Declaring August 14, 2025, as "National Save Social Security Day".
The resolution offers public reassurance and boosts awareness about Social Security, but being nonbinding it creates no legal or funding changes and could diminish pressure for the concrete legislative fixes needed to secure benefits long-term.
Expressing the sense of the Senate that the actions of the Trump Administration that drastically and indiscriminately reduce staff at Federal agencies, freeze vast swaths of critical Federal funding, and dismantle Federal agencies are destructive and harmful to communities across the United States and have raised costs for American families.
The bill aims to emphasize federal accountability and limit waste, but doing so through funding freezes and agency cuts risks disrupting services and shifting costs onto middle- and low-income Americans while threatening federal jobs.
Designating June 15, 2025, as "World Elder Abuse Awareness Day" and the month of June 2025 as "Elder Abuse Awareness Month".
The resolution raises awareness and provides data to help policymakers, advocates, and law enforcement strengthen protections against elder abuse and financial exploitation, but that attention may create budgetary pressures for taxpayers and local providers and increase anxiety among some older adults and families.
Designating May 2025 as "Older Americans Month".
The resolution raises public awareness of older Americans and highlights key elder services and programs, but is symbolic only and does not provide new funding or policy changes, risking unmet expectations.

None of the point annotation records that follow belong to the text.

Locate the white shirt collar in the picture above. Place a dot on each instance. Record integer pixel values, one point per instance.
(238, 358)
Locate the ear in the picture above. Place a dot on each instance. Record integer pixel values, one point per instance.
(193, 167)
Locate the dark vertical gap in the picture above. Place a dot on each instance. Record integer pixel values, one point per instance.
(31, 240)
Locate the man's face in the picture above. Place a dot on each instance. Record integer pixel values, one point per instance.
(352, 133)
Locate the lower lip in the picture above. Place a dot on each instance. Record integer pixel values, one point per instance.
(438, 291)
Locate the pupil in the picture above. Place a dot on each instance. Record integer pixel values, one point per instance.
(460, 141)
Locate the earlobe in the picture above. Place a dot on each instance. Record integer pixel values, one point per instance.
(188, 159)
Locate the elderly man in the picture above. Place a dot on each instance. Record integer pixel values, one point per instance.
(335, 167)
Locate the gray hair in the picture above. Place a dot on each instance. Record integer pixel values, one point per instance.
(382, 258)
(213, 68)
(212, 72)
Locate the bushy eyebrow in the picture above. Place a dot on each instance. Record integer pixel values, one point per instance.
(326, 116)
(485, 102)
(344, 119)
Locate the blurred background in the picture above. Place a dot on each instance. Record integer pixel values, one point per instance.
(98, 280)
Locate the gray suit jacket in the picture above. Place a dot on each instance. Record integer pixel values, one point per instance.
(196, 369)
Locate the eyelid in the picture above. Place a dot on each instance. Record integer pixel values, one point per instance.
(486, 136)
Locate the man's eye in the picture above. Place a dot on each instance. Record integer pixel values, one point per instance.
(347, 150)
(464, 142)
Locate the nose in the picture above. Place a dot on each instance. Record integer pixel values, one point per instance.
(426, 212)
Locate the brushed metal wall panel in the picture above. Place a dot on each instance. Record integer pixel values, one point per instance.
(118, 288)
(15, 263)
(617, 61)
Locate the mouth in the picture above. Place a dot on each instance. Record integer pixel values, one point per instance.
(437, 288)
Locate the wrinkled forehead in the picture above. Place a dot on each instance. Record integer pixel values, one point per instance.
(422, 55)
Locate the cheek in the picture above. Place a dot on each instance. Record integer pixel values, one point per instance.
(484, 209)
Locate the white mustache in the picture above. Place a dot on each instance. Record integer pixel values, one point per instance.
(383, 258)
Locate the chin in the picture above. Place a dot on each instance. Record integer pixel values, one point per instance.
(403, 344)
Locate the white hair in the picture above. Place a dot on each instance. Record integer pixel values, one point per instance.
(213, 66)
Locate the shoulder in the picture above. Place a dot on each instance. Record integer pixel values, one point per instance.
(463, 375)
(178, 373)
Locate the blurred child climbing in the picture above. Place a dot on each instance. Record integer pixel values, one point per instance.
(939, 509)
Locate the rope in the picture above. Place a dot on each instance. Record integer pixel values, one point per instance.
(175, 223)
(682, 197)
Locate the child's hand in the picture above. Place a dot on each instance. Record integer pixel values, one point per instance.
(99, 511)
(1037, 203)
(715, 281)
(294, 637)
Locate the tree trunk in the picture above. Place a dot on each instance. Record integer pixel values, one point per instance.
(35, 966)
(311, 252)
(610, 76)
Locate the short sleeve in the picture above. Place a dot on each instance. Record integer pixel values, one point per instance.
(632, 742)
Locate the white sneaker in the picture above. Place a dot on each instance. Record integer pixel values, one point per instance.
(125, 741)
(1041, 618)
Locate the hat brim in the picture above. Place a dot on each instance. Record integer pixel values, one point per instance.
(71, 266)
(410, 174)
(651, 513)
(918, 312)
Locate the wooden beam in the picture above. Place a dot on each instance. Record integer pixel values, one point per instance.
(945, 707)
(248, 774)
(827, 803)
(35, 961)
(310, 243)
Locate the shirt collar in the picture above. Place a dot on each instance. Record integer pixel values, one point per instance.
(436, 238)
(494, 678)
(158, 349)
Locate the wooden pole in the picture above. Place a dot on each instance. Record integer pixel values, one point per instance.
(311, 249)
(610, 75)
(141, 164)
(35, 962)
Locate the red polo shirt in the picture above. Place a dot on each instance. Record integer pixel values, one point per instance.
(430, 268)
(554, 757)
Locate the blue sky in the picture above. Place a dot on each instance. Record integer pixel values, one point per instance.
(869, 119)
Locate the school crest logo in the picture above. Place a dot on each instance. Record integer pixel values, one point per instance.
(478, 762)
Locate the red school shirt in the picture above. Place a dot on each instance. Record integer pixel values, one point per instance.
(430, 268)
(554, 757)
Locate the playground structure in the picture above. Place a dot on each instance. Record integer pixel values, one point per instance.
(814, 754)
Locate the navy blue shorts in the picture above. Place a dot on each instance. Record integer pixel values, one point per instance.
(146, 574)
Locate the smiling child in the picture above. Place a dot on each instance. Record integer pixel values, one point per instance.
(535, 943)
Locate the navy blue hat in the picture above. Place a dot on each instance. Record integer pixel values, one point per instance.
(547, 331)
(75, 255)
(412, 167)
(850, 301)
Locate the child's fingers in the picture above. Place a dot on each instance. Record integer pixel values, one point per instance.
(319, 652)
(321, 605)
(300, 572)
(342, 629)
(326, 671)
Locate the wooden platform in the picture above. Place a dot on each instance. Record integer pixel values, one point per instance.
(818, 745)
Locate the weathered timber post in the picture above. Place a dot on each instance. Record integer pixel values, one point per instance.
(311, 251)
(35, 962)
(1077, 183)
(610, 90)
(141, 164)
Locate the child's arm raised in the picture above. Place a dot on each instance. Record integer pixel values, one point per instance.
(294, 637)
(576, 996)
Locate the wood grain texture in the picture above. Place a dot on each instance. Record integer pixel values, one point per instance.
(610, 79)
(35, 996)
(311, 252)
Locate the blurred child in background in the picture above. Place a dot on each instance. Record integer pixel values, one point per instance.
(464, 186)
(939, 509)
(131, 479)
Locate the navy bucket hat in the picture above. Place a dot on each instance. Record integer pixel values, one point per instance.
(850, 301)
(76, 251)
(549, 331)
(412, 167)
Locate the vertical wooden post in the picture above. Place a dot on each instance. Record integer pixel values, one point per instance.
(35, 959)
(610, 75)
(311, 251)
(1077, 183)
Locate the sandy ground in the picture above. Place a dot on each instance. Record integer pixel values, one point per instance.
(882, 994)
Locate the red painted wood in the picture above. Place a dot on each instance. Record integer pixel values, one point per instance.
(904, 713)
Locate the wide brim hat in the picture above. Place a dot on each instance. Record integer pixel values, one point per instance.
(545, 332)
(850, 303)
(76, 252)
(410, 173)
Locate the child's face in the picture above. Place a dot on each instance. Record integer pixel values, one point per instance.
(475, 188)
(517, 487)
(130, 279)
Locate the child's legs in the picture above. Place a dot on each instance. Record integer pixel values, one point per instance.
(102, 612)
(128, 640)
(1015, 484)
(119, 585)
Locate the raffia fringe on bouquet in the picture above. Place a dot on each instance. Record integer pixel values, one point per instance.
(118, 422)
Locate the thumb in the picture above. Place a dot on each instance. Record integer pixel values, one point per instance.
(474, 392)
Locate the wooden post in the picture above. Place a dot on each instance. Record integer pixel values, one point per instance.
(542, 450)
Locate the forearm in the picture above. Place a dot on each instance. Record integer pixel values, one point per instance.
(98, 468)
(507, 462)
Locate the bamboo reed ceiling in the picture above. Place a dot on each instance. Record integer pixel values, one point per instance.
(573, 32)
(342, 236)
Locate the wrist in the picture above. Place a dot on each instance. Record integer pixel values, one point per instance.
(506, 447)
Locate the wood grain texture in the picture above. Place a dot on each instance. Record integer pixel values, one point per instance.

Supporting the mission and goals of National Fentanyl Awareness Day in 2025, including increasing individual and public awareness of the impact of fake or counterfeit fentanyl pills on families and young people.
The resolution strengthens awareness, public-health prioritization, and law‑enforcement justification against counterfeit fentanyl—potentially reducing youth harm—but leans toward enforcement-driven responses that may increase policing, taxpayer costs, and pressure on online speech.
Expressing support for the designation of April 2025 as "National Child Abuse Prevention Month", and the goals and ideals of National Child Abuse Prevention Month.
The resolution raises awareness and supports evidence-based prevention for adverse childhood experiences—potentially improving early supports for children and families—but it may spur expectations and reporting that strain child-protection systems and prompt calls for new funding that would increase government costs.
Supporting the designation of the week of April 11 through April 17, 2025, as the eighth annual "Black Maternal Health Week", founded by Black Mamas Matter Alliance, Inc., to bring national attention to the maternal and reproductive health crisis in the United States and the importance of reducing maternal mortality and morbidity among Black women and birthing people.
The resolution raises important national attention to maternal health inequities and supports arguments for expanded, culturally responsive care, but as a non-binding statement it risks limited practical impact and could prompt political debate and unfunded expectations.
Expressing support for the staff of public, school, academic, and special libraries in the United States and the essential services those libraries provide to communities, recognizing the need for funding commensurate with the broad scope of social service and community supports provided by libraries, preserving the right of all citizens of the United States to freely access information and resources in their communities, supporting a strong union voice for library workers, and defending the civil rights of library staff.
The resolution spotlights and may strengthen libraries' roles in access, public health, and worker protections for underserved communities, but its political criticisms risk politicizing funding and escalating local conflicts that could strain library operations.